I had the privilege of hearing Gareth Higgins give a talk about his book How Not to Be Afraid. Higgins joked that his book’s title was similar to the phrase “don’t wear those clothes.” It’s not that you shouldn’t wear any clothes! Rather, the point is to select the appropriate attire.
We can’t help being afraid; fear happens naturally to all of us. The “fight or flight” response can save our lives. Yet, there is also a third response — to freeze, to become immobilized to act or incapacitated to think. This book helps readers to manage their fears, and even channel them into action.
Higgins grew up amid the violence between Catholics and Protestants in Northern Ireland known as “the Troubles.” As a child, Higgins had every reason to be afraid for his life and the lives of his loved ones. But that was not the only reality of his childhood; he also knew laughter, friendship and love.
Higgins asks readers to recognize that what we think of as “reality” is actually a story about our experience. This is not an argument for moral relativism, but it points out that our culture tells “dominant, diminishing stories” — like the world is going to hell in a handbasket. We are inundated with headline news of catastrophe and suffering. We should not deny facts, even if they make us afraid, but “the real news about your world does not begin with the flashing red stripe across the bottom of the screen. … it begins in your mind with the story you’re telling about yourself.”

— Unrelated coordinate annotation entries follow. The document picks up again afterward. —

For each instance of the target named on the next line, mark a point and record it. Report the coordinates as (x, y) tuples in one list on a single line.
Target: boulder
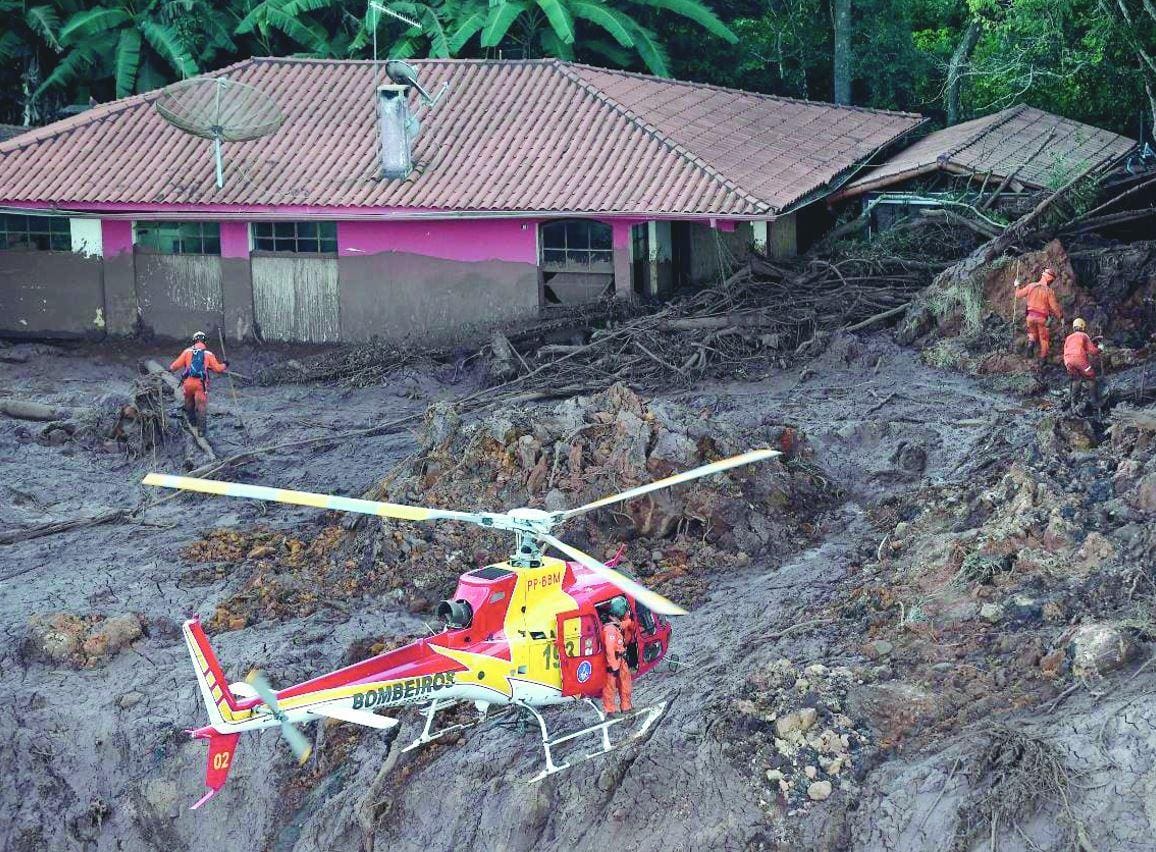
[(1101, 647), (820, 791), (893, 709), (800, 721)]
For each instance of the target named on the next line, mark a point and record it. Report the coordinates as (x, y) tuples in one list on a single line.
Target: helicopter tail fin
[(219, 698), (221, 704)]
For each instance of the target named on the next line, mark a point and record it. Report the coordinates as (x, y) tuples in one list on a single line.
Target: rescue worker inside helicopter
[(620, 635)]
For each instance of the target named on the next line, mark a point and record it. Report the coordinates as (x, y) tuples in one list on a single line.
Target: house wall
[(178, 294), (56, 294), (442, 280), (435, 280), (119, 276), (713, 249)]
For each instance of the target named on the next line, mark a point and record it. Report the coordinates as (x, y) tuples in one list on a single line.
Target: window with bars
[(296, 237), (45, 234), (577, 243), (179, 237)]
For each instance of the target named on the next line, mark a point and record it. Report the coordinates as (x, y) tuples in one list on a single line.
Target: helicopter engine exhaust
[(456, 613)]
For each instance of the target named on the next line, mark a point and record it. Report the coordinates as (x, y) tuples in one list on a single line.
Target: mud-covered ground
[(93, 749)]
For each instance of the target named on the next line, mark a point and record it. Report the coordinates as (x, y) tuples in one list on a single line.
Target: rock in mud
[(819, 791), (1101, 647), (63, 638), (893, 709), (798, 721)]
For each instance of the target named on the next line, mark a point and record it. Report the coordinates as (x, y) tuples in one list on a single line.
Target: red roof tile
[(1039, 147), (519, 136)]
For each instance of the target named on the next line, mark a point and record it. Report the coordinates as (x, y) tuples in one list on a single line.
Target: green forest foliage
[(1088, 59)]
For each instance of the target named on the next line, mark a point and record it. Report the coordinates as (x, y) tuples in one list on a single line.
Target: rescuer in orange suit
[(617, 671), (1079, 354), (1042, 305), (194, 364)]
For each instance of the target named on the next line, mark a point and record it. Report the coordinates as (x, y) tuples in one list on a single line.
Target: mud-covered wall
[(439, 280), (295, 298), (178, 294), (399, 295), (712, 250), (119, 276), (51, 293)]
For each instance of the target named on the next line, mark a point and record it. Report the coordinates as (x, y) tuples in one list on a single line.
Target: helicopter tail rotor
[(297, 741), (677, 479), (651, 600)]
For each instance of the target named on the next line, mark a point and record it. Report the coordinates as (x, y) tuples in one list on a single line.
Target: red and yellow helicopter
[(524, 632)]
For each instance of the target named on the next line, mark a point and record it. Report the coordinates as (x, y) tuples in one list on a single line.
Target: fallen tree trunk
[(24, 409)]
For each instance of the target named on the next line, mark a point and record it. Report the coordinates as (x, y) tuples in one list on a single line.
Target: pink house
[(533, 184)]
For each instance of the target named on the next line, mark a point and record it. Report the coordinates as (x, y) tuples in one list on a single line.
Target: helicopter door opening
[(580, 654), (649, 644)]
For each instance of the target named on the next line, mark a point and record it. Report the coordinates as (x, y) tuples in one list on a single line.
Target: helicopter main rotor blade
[(687, 476), (651, 600), (308, 498)]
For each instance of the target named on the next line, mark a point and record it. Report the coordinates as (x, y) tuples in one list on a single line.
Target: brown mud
[(955, 556)]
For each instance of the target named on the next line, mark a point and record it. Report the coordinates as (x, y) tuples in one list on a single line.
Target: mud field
[(828, 697)]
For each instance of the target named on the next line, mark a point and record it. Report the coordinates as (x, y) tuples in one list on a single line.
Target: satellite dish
[(221, 110)]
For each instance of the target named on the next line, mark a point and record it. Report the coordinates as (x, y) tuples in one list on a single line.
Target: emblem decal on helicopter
[(409, 689), (538, 583)]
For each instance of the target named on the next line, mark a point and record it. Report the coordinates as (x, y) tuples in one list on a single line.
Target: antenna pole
[(216, 138)]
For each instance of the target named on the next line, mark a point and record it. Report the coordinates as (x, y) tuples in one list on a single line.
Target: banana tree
[(136, 45), (29, 42), (551, 27)]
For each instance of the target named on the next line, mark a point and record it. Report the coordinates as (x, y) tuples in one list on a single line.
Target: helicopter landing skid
[(650, 716), (430, 712)]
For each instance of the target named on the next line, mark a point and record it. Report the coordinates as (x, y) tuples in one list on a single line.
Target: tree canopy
[(1092, 60)]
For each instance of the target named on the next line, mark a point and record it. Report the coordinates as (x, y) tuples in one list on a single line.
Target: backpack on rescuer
[(195, 368)]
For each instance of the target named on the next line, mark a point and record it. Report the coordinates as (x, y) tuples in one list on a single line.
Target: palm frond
[(128, 60), (10, 46), (297, 30), (467, 29), (562, 22), (256, 17), (650, 51), (614, 53), (86, 24), (299, 7), (697, 12), (45, 22), (75, 64), (499, 20), (615, 23), (554, 46), (169, 46)]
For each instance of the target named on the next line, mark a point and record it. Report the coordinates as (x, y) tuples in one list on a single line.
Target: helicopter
[(525, 632)]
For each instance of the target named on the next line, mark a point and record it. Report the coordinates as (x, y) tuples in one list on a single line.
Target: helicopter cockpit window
[(645, 619), (580, 636)]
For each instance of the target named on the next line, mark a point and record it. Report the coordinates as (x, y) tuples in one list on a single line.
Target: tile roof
[(509, 136), (1037, 146)]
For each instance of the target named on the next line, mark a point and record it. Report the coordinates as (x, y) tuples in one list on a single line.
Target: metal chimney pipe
[(394, 127)]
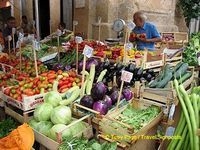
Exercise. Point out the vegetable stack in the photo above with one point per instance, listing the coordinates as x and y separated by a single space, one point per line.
189 120
179 72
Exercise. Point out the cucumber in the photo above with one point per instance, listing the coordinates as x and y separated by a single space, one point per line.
185 77
181 71
178 66
165 80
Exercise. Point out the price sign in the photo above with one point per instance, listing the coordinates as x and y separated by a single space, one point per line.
9 38
59 32
75 23
78 39
36 45
126 76
13 30
88 51
21 37
128 46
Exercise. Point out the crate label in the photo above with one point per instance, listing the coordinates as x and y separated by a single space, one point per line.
14 103
21 37
36 45
128 46
154 64
126 76
78 39
32 102
88 51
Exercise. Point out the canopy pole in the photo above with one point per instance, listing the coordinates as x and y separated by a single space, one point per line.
37 20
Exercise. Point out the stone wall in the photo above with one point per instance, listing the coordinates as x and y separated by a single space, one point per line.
161 12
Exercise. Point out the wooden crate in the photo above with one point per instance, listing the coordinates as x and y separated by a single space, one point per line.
149 61
53 145
126 130
27 103
174 36
17 114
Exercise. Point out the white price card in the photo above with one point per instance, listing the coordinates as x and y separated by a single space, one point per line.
21 37
59 32
128 46
78 39
126 76
88 51
13 30
75 23
36 45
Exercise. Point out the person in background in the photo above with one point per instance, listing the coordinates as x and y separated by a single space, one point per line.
145 34
27 27
11 23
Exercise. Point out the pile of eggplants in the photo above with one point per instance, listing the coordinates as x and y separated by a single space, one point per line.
115 69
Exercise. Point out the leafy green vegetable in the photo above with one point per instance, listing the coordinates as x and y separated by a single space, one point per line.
6 126
83 144
190 53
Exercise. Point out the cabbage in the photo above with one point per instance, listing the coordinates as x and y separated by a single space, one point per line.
61 115
33 123
59 128
43 112
44 127
53 98
77 128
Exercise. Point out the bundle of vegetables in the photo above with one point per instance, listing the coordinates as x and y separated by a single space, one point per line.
189 120
6 126
137 118
115 69
179 72
51 118
190 54
98 97
67 61
83 144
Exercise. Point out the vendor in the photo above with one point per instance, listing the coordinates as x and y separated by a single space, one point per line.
11 23
145 34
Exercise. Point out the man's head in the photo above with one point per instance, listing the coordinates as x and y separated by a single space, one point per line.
62 26
24 19
139 18
11 22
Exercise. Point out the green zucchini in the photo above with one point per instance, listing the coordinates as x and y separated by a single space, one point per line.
165 80
181 71
178 66
185 77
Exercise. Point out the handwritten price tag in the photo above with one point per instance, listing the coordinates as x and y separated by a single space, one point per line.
126 76
88 51
13 30
21 37
59 32
78 39
128 46
36 45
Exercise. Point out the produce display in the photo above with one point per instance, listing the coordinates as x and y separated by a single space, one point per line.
137 118
51 118
189 120
83 144
178 72
6 126
191 52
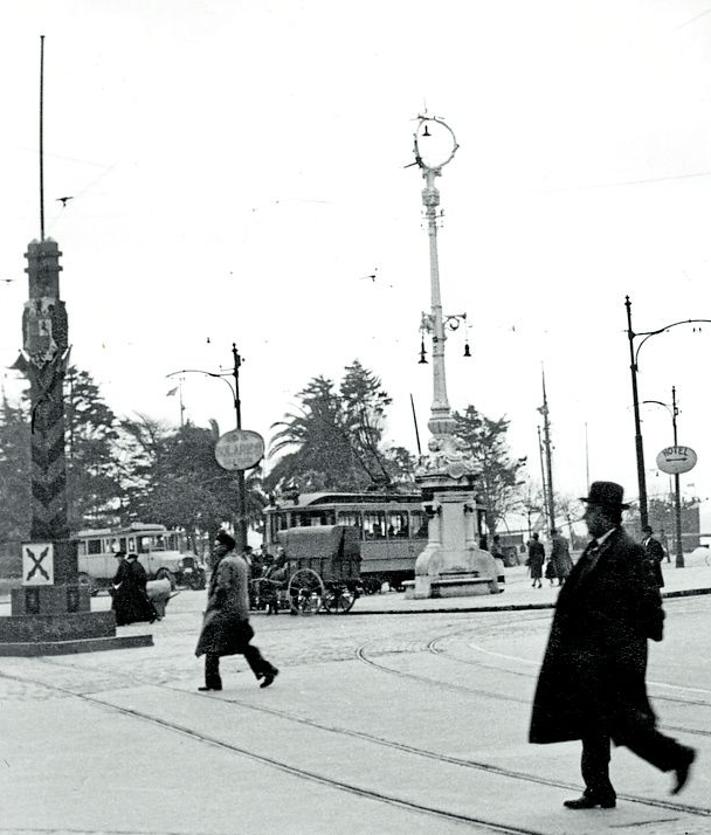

Throughout the book, Higgins offers contemplative exercises to help readers experience our “true self” as the part of us “that knows there is something real beyond what we have been trained to see with our eyes, something indescribably good.” Recognition of our true self as holy and beloved can help us reframe stories of scarcity, judgment and struggle into stories of abundance, assurance and grace. Referencing Seamus Heaney’s poem “The Skylight” in which the poet came to appreciate the new perspective, Higgins claims, “Better stories can let the light in.”
Higgins believes that the antidote to fear is “action rooted in hope.” In addition to listening to the light-giving story of our true self, he asks us to find life-giving community. Even in the Troubles of North Ireland, Higgins also found “quiet, immense strength manifesting among people willing to forgo divisive ideology in favor of the common good. … creating communities of beautiful, life-giving ambiguity rather than the superficial gratification of being ‘right.’” We can find such communities amid the divisive, death-dealing ideologies of our time and place as well.
I think most readers would agree that finding one’s inner light and sacred place in community would be an antidote to the isolating effects of fear. The beauty of How Not to Be Afraid is that Higgins is a master storyteller. He is a noted film critic and often mines movies for their spiritual depth. He also narrates anecdotes from his life and others to create empathy and then invites insight in the reader’s own life. As such, his book is less of a “how to” and more of a spiritual inspiration.
Higgins recognizes in himself the feelings of overwhelming anxiety, exhaustion, and dread for the future, yet “better stories about fear can transform these burdens into fuel for a more beautiful life, for a more peaceful world, helping us to find calm amid the storm.” If that sounds like a faith statement, you are reading it correctly. Higgins ends this book with a series of blessings like his mentor and friend, the late John O’Donohue, that I will return to, over and over again, as I seek the better stories to let the light in:
May you find the Anam Cara within.
Soul friendship with yourself,
that opens unto others,
makes a home for them,
and transfigures your inner life.
May you be the friend to yourself that we are all waiting for.